Assignment 1: Introduction to the WEKA Data Mining Software
Starting WEKA in the PC room
- Linux: Download the WEKA jar file. You can put it on the Desktop.
- Start a command window, e.g. GNOME
- Go to desktop: cd Desktop
- Start the jar file: java -jar weka.jar
- Study the animals in the document (zoo.xls or zoo.txt). Without using a data mining tool, draw a decision tree of three to five levels deep that classifies animals into a mammal, bird, reptile, fish, amphibian, insect or invertebrate.
- Read about the ARFF-format here. Construct the header for the animal file.
- Download datasets.zip and unzip it.

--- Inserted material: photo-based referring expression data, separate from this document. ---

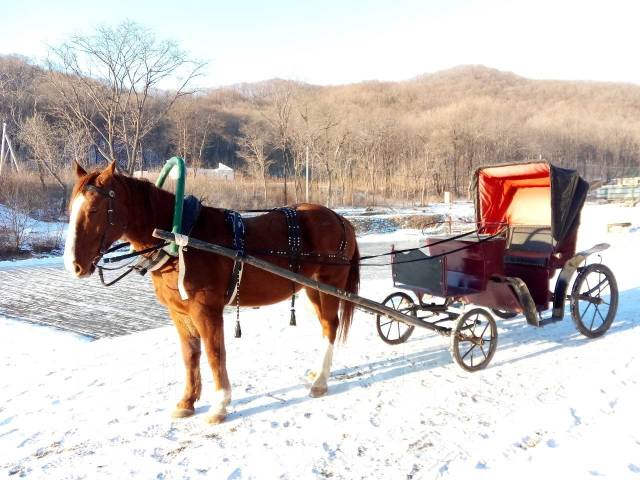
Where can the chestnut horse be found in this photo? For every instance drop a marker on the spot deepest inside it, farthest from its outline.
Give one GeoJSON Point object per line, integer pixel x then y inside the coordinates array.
{"type": "Point", "coordinates": [137, 207]}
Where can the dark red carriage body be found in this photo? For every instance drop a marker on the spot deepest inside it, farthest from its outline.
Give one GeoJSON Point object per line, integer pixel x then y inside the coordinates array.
{"type": "Point", "coordinates": [527, 215]}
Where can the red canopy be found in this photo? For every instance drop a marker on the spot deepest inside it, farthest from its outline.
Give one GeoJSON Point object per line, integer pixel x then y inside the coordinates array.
{"type": "Point", "coordinates": [536, 193]}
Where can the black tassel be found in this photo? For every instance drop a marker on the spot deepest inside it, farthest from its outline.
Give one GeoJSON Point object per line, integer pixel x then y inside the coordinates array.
{"type": "Point", "coordinates": [292, 322]}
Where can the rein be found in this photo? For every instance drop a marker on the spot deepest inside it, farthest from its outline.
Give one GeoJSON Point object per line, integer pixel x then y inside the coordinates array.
{"type": "Point", "coordinates": [111, 195]}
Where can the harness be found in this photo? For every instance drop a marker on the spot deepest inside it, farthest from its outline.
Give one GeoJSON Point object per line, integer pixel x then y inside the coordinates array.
{"type": "Point", "coordinates": [238, 232]}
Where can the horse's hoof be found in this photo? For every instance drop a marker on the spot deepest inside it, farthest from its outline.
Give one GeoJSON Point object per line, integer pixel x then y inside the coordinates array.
{"type": "Point", "coordinates": [216, 418]}
{"type": "Point", "coordinates": [182, 412]}
{"type": "Point", "coordinates": [318, 391]}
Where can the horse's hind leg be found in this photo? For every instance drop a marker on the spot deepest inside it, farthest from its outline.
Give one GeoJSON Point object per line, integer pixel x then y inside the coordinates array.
{"type": "Point", "coordinates": [326, 308]}
{"type": "Point", "coordinates": [190, 346]}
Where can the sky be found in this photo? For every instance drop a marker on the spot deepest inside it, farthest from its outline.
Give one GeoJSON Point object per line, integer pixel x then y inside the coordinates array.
{"type": "Point", "coordinates": [337, 42]}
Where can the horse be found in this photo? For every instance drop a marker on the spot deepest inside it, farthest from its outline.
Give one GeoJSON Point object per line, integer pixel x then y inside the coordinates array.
{"type": "Point", "coordinates": [106, 206]}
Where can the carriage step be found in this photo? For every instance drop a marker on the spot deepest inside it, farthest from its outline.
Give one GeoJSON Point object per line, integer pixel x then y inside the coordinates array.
{"type": "Point", "coordinates": [547, 321]}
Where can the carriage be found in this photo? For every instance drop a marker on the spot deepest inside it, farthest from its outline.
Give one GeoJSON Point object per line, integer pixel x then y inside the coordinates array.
{"type": "Point", "coordinates": [524, 236]}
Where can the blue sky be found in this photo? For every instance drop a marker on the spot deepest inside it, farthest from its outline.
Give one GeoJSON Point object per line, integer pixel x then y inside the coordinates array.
{"type": "Point", "coordinates": [332, 42]}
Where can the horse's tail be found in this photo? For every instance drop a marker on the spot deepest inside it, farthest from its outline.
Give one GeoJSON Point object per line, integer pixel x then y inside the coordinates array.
{"type": "Point", "coordinates": [353, 283]}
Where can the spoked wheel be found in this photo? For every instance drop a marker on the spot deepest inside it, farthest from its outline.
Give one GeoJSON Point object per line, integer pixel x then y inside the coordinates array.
{"type": "Point", "coordinates": [392, 331]}
{"type": "Point", "coordinates": [474, 339]}
{"type": "Point", "coordinates": [506, 314]}
{"type": "Point", "coordinates": [594, 300]}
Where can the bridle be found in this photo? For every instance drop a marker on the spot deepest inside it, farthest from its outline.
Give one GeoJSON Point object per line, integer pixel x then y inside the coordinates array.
{"type": "Point", "coordinates": [110, 195]}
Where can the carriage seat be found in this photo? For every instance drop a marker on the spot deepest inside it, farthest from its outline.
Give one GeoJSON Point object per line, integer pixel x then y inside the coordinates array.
{"type": "Point", "coordinates": [529, 245]}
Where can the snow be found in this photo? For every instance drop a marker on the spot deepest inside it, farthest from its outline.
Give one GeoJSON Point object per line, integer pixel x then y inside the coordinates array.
{"type": "Point", "coordinates": [552, 404]}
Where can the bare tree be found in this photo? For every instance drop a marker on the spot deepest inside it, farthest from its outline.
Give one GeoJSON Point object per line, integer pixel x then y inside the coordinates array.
{"type": "Point", "coordinates": [110, 81]}
{"type": "Point", "coordinates": [255, 150]}
{"type": "Point", "coordinates": [47, 146]}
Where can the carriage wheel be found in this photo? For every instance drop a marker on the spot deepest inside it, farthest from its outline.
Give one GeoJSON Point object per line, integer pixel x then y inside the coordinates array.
{"type": "Point", "coordinates": [505, 314]}
{"type": "Point", "coordinates": [594, 300]}
{"type": "Point", "coordinates": [391, 331]}
{"type": "Point", "coordinates": [474, 339]}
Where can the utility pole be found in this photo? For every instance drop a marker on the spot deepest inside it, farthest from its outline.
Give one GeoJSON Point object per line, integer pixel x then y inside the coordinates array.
{"type": "Point", "coordinates": [307, 174]}
{"type": "Point", "coordinates": [5, 140]}
{"type": "Point", "coordinates": [4, 129]}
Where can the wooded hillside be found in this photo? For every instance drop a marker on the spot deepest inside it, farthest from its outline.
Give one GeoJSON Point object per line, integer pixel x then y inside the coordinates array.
{"type": "Point", "coordinates": [366, 142]}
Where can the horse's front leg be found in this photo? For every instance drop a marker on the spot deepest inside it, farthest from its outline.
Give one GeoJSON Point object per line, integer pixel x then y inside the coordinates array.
{"type": "Point", "coordinates": [190, 346]}
{"type": "Point", "coordinates": [209, 322]}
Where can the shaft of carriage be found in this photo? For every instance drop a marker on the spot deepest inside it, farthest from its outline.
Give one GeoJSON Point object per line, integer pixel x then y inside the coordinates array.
{"type": "Point", "coordinates": [362, 302]}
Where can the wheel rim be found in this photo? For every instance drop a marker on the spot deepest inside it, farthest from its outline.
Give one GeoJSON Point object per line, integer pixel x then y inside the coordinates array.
{"type": "Point", "coordinates": [476, 338]}
{"type": "Point", "coordinates": [593, 300]}
{"type": "Point", "coordinates": [393, 331]}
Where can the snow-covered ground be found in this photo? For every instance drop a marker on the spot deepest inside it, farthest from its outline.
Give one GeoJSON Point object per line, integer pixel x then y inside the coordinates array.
{"type": "Point", "coordinates": [552, 404]}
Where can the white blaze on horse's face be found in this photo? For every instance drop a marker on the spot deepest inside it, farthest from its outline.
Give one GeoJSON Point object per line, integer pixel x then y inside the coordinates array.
{"type": "Point", "coordinates": [72, 233]}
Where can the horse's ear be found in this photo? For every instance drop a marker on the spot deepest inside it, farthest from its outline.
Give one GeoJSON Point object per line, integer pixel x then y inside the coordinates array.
{"type": "Point", "coordinates": [80, 172]}
{"type": "Point", "coordinates": [106, 174]}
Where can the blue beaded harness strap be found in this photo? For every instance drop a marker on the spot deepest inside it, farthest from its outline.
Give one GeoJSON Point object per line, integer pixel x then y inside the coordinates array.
{"type": "Point", "coordinates": [236, 224]}
{"type": "Point", "coordinates": [295, 250]}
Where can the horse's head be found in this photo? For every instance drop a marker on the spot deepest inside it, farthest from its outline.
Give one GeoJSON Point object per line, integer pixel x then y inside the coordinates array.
{"type": "Point", "coordinates": [96, 219]}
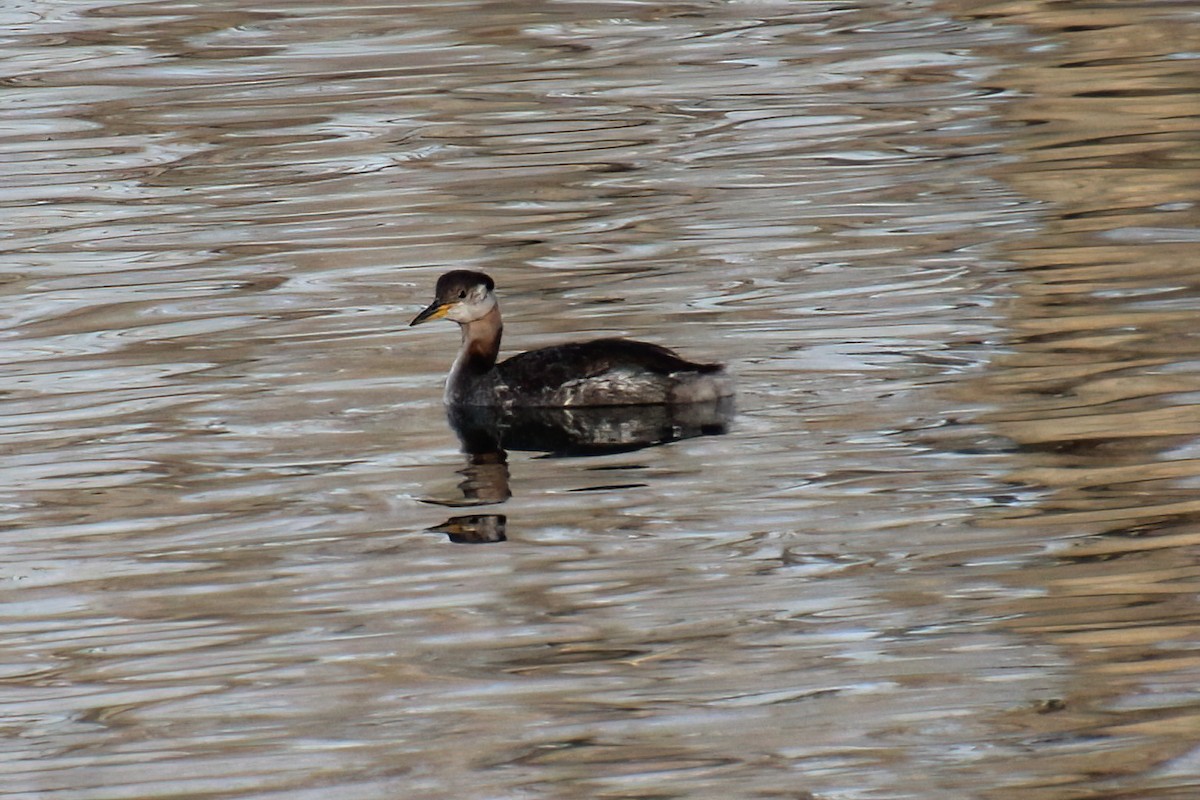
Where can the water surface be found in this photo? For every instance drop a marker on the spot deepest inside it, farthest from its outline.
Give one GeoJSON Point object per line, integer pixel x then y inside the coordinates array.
{"type": "Point", "coordinates": [945, 548]}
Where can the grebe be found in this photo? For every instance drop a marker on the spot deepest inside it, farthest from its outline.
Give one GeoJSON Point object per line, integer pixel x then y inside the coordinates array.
{"type": "Point", "coordinates": [600, 372]}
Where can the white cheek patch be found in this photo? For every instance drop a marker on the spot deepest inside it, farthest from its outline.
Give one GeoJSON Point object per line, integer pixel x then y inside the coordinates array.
{"type": "Point", "coordinates": [477, 306]}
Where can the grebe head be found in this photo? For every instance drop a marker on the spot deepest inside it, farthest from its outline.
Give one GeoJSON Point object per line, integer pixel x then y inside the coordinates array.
{"type": "Point", "coordinates": [461, 295]}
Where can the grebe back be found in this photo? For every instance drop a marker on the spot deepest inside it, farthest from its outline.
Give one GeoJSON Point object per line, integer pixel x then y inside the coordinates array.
{"type": "Point", "coordinates": [599, 372]}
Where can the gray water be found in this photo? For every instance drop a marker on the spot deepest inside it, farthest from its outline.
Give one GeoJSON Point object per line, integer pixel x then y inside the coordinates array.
{"type": "Point", "coordinates": [946, 547]}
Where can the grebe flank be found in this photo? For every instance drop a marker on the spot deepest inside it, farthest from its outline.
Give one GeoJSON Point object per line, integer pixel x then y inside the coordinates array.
{"type": "Point", "coordinates": [600, 372]}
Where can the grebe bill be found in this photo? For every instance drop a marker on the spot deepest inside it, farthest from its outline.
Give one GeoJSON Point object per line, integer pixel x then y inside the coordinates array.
{"type": "Point", "coordinates": [599, 372]}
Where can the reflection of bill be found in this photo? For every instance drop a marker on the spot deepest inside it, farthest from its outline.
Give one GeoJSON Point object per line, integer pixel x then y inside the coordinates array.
{"type": "Point", "coordinates": [474, 529]}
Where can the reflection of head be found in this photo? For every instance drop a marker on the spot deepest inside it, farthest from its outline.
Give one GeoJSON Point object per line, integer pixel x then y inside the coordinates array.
{"type": "Point", "coordinates": [475, 529]}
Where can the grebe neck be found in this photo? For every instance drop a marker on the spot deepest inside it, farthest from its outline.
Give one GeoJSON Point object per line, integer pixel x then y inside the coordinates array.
{"type": "Point", "coordinates": [477, 356]}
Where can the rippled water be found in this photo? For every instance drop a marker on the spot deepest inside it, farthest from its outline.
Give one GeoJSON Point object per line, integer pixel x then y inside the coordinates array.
{"type": "Point", "coordinates": [945, 548]}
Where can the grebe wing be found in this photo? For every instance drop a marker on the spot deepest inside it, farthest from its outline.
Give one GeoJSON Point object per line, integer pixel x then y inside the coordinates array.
{"type": "Point", "coordinates": [563, 362]}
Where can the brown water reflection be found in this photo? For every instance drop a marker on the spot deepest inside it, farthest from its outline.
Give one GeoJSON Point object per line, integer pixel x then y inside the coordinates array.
{"type": "Point", "coordinates": [1098, 394]}
{"type": "Point", "coordinates": [942, 549]}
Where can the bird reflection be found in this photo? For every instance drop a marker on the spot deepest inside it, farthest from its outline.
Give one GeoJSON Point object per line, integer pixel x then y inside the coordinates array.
{"type": "Point", "coordinates": [487, 433]}
{"type": "Point", "coordinates": [474, 528]}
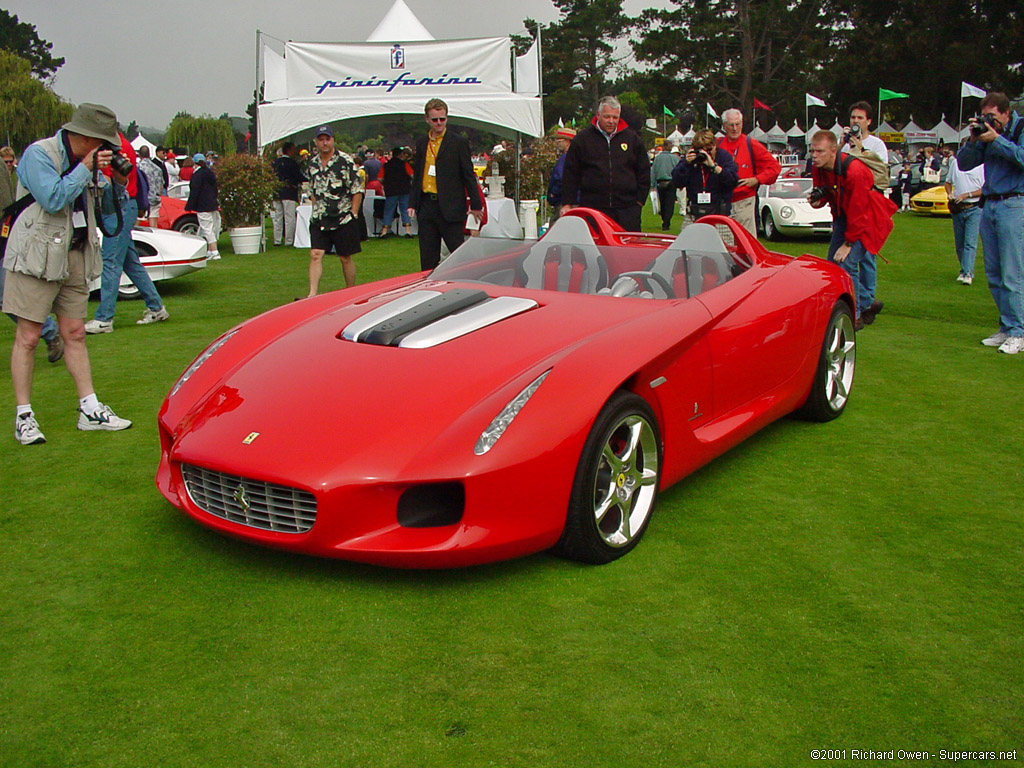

Open zoo.arff by going to Weka and then choosing the explorer.
- Find out in WEKA how many animals this dataset contains.
- Go to the Classify tab and select the decision tree classifier j48. Click on the line behind the choose button. This shows you the parameters you can set and a button called 'More'. Which algorithm is implemented by j48?
- Run the selected classifier. Which percentage of instances is correctly classified by j48? Which families are mistaken for each other?
- Again go to the parameter settings by clicking on the box after the 'Choose' button. Change the reducedErrorPruning setting to True. What is the difference?
- Experiment with some of the other classifiers and until you get a better classification performance. Write down the classifier and its performance.
Diabetes, contact lenses and politicians
- The datasets.zip file contains different data sets ranging from predicting diabetes in an indian population, to distinguishing republicans from democrats. Most datasets contain a short description in the 'header'. Choose at least one dataset, and answer the following questions:
- -What needs to be predicted (i.e. which class)?
- -Build a classifier and give the quality of the prediction.
On the internet you can find many more data sets. Not all these data sets are in the ARFF format. Have a look at the standard repository for datasets UCI http://archive.ics.uci.edu/ml/. Convert the Iris dataset to the ARFF format and try different data mining techniques.